Dawn came quietly, though the world was far from still.
Clouds hung low over the horizon, a ceiling of bruised colour and broken light. Reven stood atop the ridge, eyes fixed on the narrow valley that sloped into shadow ahead. In the distance, rising like a blade from the earth, the Iron Spire cut the sky into halves.
It wasn't metal in the traditional sense. It was darker—old-world alloy fused with stone and wire, stretched impossibly tall, veined with rusted heat lines and embedded with what looked like bone. A monument built by machines and madness. A scar, frozen upright.

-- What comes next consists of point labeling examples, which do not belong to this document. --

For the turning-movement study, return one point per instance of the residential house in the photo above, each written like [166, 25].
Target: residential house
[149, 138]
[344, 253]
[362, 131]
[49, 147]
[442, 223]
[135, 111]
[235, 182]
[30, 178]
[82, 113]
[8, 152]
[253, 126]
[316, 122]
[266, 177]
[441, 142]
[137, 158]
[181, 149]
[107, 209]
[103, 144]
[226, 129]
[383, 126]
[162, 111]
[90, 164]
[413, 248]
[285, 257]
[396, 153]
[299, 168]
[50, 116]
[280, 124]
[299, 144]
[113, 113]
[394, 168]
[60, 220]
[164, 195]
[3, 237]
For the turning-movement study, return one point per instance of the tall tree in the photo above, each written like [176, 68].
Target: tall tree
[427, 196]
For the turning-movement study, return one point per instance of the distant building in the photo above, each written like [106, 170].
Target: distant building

Kaela stood beside him, quiet. She hadn't spoken since they broke camp.
Lirien circled overhead, wings tracing long arcs across the thin air. Kaelex stood behind them, hands folded behind her back, her posture rigid—too still to be comfortable.
"The Spire was the first site to fall," she said. "Before Emberfall. Before the Collapse. It wasn't destroyed in war. It was… shut down. From within."
Reven glanced back. "How do you know that?"
"I was trained here. Before they sealed it."
Kaela's brow furrowed. "So you've seen what's inside."
Kaelex hesitated. "No one sees the Spire. It sees you."
The words hung heavy in the cold morning air.
The path narrowed as they descended. The terrain was scarred—glass veins laced the rock beneath their boots, and the surrounding ridges pulsed faintly with residual charge. No wildlife. No wind. Just pressure, as though the land itself was holding its breath.
At the base, the entrance loomed.
Two massive doors, warped but intact, carved with a script none of them recognized. The moment Reven stepped close, the Flamecore at his side pulsed.
And the doors opened.
Not with fanfare. Not with sound.
Just a release of tension. As if something inside had grown tired of waiting.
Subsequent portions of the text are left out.